- Historic Leader: Thomas Muir
- Preceded by: Society of the Friends of the People
- Ideology: Republicanism Liberalism
- International affiliation: American Revolutionary politics, French Revolutionary Politics

= Society of the United Scotsmen =

The Society of the United Scotsmen was an organisation formed in Scotland in the late 18th century and sought widespread political reform throughout Great Britain. It grew out of previous radical movements such as the Friends of the People Society, and was inspired by the events of the French and American revolutions. Their aims were largely the same as those of the Society of the United Irishmen.

Societies of United Scotsmen had existed from the early 1790s, but it was only upon a delegation of United Irishmen arriving in Scotland to muster support for their cause that the United Scotsmen became more organised and more overtly revolutionary. The United Scotsmen were particularly adept at gaining support from the working classes of Scotland who stood to gain by becoming politically enfranchised, as the Society sought.

The aim of the Society was universal suffrage and annually elected parliaments, with a strong streak of republicanism running through it as well. By the mid-1790s the society may have had around 3,000 members.

Owing to its aims and activities the United Scotsmen had to remain a secret society, and organised themselves into cells of no more than 16 people which would send delegates to larger bodies on occasion. This way it meant the organisation was more difficult to penetrate, but it also meant that many members did not know other members of the organisation.

The society was further boosted when the Parliament passed the Militia Act 1797 which allowed for the conscription of young men into the army. This proved vastly unpopular with many ordinary Scots, and in August 1797 there were large protests across the country which were brutally suppressed, with many protesters killed (e.g. Massacre of Tranent).

The United Scotsmen hoped to get support from the Dutch as well as the French, and there were plans for the Dutch to land in Scotland with some 50,000 troops and to take over the Scottish Central Belt. However the Royal Navy intercepted a Dutch fleet and defeated them at the Battle of Camperdown in October 1797. Further hopes for French assistance were ruined when a French fleet was dispatched to England in the hope of encouraging English radicals (there was also a Society of the United Englishmen) to rise against His Majesty's Government. However radical activity was not as entrenched there as in Scotland, or Ireland in particular. If they had dispatched the fleet to either of these countries then they may have met with more success.

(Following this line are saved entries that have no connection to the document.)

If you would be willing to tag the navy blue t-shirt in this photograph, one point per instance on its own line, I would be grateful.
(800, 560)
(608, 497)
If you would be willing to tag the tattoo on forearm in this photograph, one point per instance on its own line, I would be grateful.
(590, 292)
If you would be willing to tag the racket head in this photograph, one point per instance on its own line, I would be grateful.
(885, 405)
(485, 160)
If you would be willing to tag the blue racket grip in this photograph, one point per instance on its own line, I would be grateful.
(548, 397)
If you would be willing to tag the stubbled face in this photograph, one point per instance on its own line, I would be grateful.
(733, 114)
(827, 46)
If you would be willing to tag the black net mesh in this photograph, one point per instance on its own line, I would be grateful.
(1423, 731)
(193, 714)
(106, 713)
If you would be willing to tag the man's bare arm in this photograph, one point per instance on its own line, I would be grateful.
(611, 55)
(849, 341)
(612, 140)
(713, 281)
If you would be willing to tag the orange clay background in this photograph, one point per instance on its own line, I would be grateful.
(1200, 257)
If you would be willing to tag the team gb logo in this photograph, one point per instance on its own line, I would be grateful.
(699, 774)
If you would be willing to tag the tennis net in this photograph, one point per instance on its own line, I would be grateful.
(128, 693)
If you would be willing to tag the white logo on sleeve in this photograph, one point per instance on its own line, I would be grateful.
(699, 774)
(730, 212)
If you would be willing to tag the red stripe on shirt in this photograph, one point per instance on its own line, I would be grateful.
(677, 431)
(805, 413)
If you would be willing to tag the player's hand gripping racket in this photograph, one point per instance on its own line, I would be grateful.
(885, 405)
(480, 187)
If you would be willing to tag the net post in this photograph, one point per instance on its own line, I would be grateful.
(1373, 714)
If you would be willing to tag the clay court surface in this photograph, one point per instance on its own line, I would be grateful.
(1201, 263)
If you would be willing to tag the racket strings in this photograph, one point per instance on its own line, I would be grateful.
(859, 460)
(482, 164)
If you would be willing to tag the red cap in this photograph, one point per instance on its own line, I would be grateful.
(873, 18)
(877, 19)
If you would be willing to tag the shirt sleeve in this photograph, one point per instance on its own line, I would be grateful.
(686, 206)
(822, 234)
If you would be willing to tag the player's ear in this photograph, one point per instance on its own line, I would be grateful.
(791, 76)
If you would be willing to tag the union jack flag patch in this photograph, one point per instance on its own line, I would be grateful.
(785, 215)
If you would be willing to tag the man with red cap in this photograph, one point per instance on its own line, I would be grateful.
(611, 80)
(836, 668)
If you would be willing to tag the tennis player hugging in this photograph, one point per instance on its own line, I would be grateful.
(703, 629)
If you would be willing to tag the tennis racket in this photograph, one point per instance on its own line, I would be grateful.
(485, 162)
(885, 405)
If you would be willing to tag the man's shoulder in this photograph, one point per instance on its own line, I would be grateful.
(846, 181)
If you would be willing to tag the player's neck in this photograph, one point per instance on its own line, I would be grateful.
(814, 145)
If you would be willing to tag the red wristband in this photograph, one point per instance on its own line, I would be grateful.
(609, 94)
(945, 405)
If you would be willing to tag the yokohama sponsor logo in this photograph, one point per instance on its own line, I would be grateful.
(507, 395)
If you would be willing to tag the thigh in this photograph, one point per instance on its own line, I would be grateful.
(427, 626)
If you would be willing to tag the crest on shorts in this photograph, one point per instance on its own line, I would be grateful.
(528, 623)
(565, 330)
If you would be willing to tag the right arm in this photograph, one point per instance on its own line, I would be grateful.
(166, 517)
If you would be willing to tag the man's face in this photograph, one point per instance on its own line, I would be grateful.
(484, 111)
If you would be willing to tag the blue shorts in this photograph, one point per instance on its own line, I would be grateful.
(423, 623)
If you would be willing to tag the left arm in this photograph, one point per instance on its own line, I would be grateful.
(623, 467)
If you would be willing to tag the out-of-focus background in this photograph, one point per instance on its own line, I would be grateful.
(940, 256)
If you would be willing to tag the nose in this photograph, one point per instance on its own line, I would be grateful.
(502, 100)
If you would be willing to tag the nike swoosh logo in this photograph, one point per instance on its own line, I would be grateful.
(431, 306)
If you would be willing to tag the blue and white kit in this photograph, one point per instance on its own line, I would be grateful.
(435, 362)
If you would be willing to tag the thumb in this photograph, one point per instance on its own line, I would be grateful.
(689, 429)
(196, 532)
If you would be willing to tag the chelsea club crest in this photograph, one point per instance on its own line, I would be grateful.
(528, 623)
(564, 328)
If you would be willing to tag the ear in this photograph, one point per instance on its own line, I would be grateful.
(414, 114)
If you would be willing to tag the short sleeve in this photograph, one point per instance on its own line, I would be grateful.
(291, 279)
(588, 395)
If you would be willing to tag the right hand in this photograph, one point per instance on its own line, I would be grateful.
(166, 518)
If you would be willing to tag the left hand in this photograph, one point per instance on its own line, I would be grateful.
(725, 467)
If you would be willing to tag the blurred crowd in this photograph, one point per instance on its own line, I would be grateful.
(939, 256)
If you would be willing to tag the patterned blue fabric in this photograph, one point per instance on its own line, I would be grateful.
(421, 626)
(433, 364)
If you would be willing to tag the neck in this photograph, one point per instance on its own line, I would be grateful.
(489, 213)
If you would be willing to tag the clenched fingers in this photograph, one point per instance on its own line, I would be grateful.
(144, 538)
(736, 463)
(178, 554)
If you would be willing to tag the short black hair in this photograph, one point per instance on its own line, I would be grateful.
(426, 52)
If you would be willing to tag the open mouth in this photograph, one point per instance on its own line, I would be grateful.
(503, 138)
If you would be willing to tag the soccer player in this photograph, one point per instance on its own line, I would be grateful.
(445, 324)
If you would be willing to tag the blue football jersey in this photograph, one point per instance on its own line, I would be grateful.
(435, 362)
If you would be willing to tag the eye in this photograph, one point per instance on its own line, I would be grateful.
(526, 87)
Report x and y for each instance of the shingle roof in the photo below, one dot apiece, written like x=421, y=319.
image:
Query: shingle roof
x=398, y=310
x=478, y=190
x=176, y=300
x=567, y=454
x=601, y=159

Various leaders of the United Scotsmen were arrested and tried. For example, George Mealmaker was sentenced to 14 years transportation. Other leaders such as Robert Jaffrey, David Black, James Paterson and William Maxwell were all found guilty of seditious activity. The last record of a United Scotsmen member having been tried before the courts was the trial in 1802 of Thomas Wilson. The United Scotsmen were (along with the United Irishmen) pronounced an illegal organisation and legal measures tightened up control of the press as well to halt radical activity.

However, the radical activity continued in Scotland and in 1820 there was another radical rising (one of whose leaders, James Wilson, had been a member of the United Scotsmen).